É hora de rever o sistema de pós-graduação brasileiro

Por Lewis Joel Greene

Foto: Steve Goodyear.Foto: Steve Goodyear.

O contraste entre o aumento do número de publicações científicas brasileiras e a aparente estagnação de seu impacto na maioria das disciplinas deveria ser uma fonte de preocupação para os decisores políticos responsáveis pela pós-graduação em universidades e a distribuição de bolsas de estudo e financiamento à pesquisa. Como a maior parte da pesquisa acadêmica no Brasil é realizada por estudantes de pós-graduação, é razoável considerar a modificação do nosso sistema de pós-graduação.

Ao longo dos anos, o investimento brasileiro em ciência e tecnologia tem aumentado significativamente, porém a filosofia básica de pós-graduação aparentemente mudou muito pouco. A ênfase continua a ser no número de diplomas e documentos produzidos, mais que na formação do aluno. Por formação queremos dizer as habilidades necessárias para realizar pesquisas e preparar a próxima geração de cientistas brasileiros. Estas incluem a capacidade de analisar problemas, formular soluções específicas, levar a cabo estas soluções no laboratório, pensar e escrever de forma clara, de modo que seja compreensível aos pares, e, finalmente, conhecer e compreender a história do desenvolvimento de sua área acadêmica. É claro que existem outras habilidades necessárias, mas estas são as mais importantes. Devemos esperar que os nossos alunos continuem a se desenvolver e amadurecer ao longo de suas carreiras acadêmicas. Isso não está acontecendo e, como regra geral, até agora viemos treinando técnicos em sua maior parte, em vez de doutores.

Em meados da década de 1970, houve muitas discussões sobre o fato de que o Brasil precisava produzir milhares de doutores para chegar a níveis de primeiro mundo em número de doutores/100.000 habitantes. Reconhecia-se que a maioria dos primeiros formados teriam uma formação menos que ideal, porém entendia-se e esperava-se que o sistema se tornasse mais rigoroso com o tempo. Infelizmente, isso não ocorreu e, para piorar a situação, os doutores mal treinados estão agora formando a próxima geração de doutores.
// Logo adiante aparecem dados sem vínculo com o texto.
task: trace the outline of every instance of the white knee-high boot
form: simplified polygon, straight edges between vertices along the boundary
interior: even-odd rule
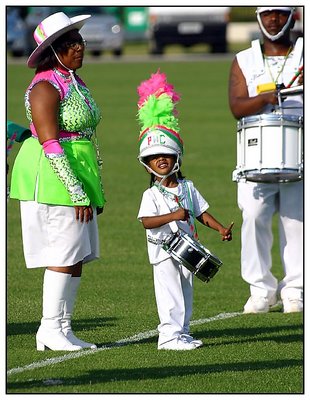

Historicamente, desde a institucionalização da pós-graduação no Brasil, nos anos sessenta, a Coordenação de Aperfeiçoamento de Pessoal de Nível Superior (CAPES), as universidades voltadas para a pesquisa (quase todas públicas) e as agências de fomento estaduais tiveram, todos eles, algum grau de responsabilidade sobre a estratégia para o desenvolvimento de cursos de pós-graduação no país, com uma contribuição substancial para a ciência brasileira. Eu sugiro que um painel de membros da Academia Brasileira de Ciências (ABC) e da Sociedade Brasileira para o Progresso da Ciência (SPBC) seja convocado para analisar o desempenho da pós-graduação desde o seu início, em princípio dos anos 1970, e sugerir novas abordagens que podem ser mais eficazes do que a atual em relação à qualidade dos nossos alunos e do empreendimento científico no Brasil.

Sobre Lewis Joel Greene

Atualmente é professor titular voluntário (colaborador sênior) da Faculdade de Medicina de Ribeirão Preto, Universidade de São Paulo, no departamento de Biologia Celular, Molecular e Bioagentes Patogênicos. É supervisor do Centro de Química de Proteínas, na Fundação Hemocentro de Ribeirão Preto, onde desenvolve estudos de caracterização química, funcional e estrutural de proteínas, utilizando abordagens tradicionais em química de proteínas e análise proteômica.